Stale comments are bugs, not cosmetic issues. When an audit finds a comment that no longer matches the code, that's filed as a defect, not as a low-priority cleanup. The cost of misleading agent behavior is real.

Comment ownership follows code ownership. When a file's owner changes, the new owner inherits responsibility for the comments. The comment is not a separate artifact maintained by a separate process.

Linting catches certain comment failures. Tools that flag TODOs older than a threshold, comments referring to deleted functions, or comments out of sync with function signatures are increasingly part of CI.

How AI Tools Are Changing the Production of Comments

The other side of the AI-comment equation is that AI tools are now part of comment production.

AI agents writing comments tend to over-comment. Without explicit instruction, agents add comments to every function. Most of these comments restate what the code does. Teams using Claude Code typically include in their style guides: "Don't add comments unless they explain a non-obvious why."

AI agents reviewing comments can flag staleness. A subagent can check whether comments match the code they describe. Used in PR review, this catches stale comments before they merge.

AI agents can suggest comment improvements. Where a comment is unclear or actively wrong, AI tools can suggest better phrasing. The human still makes the final decision, but the surfacing of issues is automated.

What's Different From Pre-AI Best Practices

The advice "write good comments" hasn't changed in essence. What's changed is the cost-benefit calculation.

The cost of bad comments has gone up. Bad comments now produce bad agent output, not just human confusion. The downstream cost has multiplied.

The cost of producing comments has gone down. AI tools can draft comment improvements quickly. The marginal cost of having comments be accurate is lower than it used to be.

The discipline of maintenance is more rigorous. Where comment quality used to be an aesthetic preference, it's now a functional requirement. Teams that don't maintain comments well see their AI tools produce worse work.

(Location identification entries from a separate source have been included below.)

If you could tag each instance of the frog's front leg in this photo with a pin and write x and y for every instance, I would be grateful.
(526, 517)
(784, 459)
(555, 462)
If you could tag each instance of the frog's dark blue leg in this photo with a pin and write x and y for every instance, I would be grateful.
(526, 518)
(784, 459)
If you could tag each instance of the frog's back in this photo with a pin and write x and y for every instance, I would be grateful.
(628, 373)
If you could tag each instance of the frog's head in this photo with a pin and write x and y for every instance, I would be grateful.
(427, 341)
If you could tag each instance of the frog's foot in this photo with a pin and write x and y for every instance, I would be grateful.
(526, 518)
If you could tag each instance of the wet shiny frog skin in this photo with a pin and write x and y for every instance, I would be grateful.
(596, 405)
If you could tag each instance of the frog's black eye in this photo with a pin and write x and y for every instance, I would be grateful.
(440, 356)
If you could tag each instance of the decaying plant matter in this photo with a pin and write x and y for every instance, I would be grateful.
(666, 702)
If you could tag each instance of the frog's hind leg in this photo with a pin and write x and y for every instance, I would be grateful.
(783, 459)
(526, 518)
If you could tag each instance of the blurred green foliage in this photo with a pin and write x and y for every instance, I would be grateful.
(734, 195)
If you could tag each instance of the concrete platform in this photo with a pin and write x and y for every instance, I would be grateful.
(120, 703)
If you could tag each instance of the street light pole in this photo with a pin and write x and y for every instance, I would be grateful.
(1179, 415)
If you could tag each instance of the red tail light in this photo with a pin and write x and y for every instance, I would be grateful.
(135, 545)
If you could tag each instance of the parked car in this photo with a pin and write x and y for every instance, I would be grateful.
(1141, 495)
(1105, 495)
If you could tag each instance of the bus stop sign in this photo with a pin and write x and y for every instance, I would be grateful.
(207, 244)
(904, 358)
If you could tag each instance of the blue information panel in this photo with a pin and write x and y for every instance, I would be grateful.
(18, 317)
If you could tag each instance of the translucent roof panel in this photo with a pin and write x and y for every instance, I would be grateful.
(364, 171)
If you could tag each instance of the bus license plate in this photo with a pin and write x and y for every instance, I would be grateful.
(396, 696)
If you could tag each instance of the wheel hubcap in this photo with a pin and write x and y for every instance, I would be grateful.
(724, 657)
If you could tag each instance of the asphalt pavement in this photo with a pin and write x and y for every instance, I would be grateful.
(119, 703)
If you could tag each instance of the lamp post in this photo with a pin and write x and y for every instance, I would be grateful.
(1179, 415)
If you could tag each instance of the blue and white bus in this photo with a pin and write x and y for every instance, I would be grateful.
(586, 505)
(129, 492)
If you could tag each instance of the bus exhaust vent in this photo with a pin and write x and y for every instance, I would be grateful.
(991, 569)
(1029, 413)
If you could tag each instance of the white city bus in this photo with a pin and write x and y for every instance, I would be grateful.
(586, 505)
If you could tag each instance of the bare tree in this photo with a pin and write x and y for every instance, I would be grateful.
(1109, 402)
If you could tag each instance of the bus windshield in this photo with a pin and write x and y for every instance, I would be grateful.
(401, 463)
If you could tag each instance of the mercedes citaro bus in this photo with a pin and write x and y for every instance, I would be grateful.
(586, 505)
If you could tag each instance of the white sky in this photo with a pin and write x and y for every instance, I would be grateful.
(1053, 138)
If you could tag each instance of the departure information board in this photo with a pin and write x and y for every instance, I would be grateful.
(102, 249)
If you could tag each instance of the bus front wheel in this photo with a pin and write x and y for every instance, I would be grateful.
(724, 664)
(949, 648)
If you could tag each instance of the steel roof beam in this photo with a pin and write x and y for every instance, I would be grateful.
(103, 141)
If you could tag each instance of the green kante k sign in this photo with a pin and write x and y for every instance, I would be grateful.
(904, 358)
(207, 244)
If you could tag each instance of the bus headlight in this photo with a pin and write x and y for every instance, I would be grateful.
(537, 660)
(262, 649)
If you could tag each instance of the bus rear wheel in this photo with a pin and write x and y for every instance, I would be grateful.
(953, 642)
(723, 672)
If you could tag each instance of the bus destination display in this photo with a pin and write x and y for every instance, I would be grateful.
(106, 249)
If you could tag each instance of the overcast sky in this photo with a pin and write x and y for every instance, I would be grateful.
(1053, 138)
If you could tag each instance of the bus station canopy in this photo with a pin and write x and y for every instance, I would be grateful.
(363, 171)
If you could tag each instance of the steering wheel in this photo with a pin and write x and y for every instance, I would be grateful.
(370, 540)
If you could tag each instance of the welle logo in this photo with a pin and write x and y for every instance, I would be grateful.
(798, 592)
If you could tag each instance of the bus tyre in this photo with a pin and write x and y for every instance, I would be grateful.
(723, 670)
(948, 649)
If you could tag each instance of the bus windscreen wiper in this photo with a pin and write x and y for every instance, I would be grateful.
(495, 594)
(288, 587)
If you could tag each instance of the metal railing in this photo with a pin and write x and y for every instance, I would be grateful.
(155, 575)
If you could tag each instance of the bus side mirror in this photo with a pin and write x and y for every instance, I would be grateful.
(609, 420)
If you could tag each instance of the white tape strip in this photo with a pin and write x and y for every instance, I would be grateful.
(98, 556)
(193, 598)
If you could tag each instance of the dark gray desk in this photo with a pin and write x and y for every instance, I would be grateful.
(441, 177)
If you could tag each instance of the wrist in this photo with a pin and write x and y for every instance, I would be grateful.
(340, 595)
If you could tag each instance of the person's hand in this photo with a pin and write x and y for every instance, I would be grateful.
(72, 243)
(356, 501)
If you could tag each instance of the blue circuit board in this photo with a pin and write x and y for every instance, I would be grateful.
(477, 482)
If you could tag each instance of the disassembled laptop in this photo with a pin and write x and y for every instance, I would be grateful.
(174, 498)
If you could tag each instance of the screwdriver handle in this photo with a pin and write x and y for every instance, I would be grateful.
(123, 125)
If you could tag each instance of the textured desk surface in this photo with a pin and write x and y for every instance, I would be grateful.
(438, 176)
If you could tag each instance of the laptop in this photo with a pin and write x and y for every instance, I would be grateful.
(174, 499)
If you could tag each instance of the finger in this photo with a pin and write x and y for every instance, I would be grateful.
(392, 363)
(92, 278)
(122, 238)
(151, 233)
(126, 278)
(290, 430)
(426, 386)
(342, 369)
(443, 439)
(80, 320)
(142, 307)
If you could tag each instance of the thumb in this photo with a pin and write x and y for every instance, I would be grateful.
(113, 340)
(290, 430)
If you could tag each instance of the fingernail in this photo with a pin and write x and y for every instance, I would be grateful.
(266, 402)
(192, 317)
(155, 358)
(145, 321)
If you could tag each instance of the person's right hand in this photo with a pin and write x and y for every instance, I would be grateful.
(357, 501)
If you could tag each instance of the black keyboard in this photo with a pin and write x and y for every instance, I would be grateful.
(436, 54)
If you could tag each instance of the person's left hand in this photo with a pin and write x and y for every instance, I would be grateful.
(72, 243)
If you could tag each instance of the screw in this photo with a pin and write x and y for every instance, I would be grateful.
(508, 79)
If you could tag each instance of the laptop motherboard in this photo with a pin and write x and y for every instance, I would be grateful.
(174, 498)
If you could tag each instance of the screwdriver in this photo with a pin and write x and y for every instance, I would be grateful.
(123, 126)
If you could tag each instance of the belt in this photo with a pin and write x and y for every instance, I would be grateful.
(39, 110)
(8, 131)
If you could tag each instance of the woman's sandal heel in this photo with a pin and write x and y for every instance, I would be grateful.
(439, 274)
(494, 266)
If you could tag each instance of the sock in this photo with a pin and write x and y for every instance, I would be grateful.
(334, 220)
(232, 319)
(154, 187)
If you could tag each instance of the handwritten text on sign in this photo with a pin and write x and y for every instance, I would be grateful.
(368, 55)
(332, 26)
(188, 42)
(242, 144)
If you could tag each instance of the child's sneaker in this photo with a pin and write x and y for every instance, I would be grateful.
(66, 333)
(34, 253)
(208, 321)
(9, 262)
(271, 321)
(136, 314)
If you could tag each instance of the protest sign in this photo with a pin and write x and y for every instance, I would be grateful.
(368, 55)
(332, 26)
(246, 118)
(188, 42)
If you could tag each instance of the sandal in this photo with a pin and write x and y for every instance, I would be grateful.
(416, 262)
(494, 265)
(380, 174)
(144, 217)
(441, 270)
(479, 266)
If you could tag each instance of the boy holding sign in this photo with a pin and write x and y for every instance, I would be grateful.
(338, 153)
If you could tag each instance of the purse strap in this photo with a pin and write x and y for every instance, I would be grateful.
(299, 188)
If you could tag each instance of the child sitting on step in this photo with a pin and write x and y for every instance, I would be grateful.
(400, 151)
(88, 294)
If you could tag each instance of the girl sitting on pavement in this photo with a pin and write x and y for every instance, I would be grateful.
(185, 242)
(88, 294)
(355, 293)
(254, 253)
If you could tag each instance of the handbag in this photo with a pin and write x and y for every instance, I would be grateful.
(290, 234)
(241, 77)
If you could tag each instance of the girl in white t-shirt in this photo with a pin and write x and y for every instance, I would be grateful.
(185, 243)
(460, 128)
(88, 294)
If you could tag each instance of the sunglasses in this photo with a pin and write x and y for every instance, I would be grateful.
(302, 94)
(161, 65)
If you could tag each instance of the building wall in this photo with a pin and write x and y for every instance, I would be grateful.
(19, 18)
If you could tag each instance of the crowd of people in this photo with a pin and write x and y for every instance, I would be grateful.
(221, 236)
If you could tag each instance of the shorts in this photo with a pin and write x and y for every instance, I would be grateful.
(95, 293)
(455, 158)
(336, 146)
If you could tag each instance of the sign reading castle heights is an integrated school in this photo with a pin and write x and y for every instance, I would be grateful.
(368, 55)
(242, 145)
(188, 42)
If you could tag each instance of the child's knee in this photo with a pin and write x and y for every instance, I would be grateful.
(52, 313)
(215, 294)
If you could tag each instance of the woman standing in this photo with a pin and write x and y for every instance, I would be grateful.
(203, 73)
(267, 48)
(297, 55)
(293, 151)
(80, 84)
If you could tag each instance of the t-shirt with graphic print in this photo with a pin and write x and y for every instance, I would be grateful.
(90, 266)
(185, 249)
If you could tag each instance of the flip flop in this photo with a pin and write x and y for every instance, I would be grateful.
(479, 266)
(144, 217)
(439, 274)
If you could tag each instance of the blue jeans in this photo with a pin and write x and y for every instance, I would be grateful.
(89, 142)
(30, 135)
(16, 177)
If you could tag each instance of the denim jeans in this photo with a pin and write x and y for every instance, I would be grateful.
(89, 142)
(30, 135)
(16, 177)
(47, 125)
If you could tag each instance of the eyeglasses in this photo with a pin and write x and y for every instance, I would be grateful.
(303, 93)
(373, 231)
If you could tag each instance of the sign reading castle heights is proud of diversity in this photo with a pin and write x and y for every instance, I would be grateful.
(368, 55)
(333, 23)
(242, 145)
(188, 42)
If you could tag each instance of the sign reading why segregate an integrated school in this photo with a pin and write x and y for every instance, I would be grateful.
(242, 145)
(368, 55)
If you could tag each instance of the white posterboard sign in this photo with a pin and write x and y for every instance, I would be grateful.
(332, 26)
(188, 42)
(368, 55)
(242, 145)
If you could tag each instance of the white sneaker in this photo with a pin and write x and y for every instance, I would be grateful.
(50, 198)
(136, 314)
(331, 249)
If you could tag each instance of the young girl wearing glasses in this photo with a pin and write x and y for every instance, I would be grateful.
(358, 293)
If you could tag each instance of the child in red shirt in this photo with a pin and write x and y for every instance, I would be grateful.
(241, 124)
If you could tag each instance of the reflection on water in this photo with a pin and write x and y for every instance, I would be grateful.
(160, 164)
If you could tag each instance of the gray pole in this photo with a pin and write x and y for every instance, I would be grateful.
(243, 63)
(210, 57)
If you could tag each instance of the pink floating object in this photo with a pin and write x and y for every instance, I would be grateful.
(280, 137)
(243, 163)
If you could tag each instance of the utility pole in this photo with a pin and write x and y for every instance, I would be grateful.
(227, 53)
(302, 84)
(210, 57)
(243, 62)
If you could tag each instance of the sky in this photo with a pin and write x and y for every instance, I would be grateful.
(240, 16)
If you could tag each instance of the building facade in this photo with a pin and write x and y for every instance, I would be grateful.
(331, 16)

What Engineering Leaders Should Do

Three concrete recommendations.

Update your style guide. Most style guides have section on comments that haven't been refreshed in years. The current guidance — comments for non-obvious why, not what; explicit constraints; out-of-scope statements; pinned references — should be in the guide.

Make comment review part of PR review. Reviewers should explicitly note comment quality, not just code correctness. Set the expectation that bad comments are blocking, not advisory.

Tool for comment auditing. Run automated checks for stale TODOs, comments referencing deleted code, and signature mismatches. The tooling is cheap and the upside is real.

Train the team on AI-aware commenting. Engineers who haven't internalized that comments are now consumed by AI agents continue writing comments the old way. A 30-minute internal session on the new practices pays back quickly.

The discipline of code commenting has been slowly broken for decades and is now being repaired by force. AI agents reading and writing code with humans require comments that are accurate, useful, and maintained. The teams that have made this transition are running on codebases that work well for both human and AI engineers. The teams that haven't are running on codebases where the comments quietly mislead their agents into producing worse output. The discipline isn't optional anymore. The cost of skipping it is in the code that ships.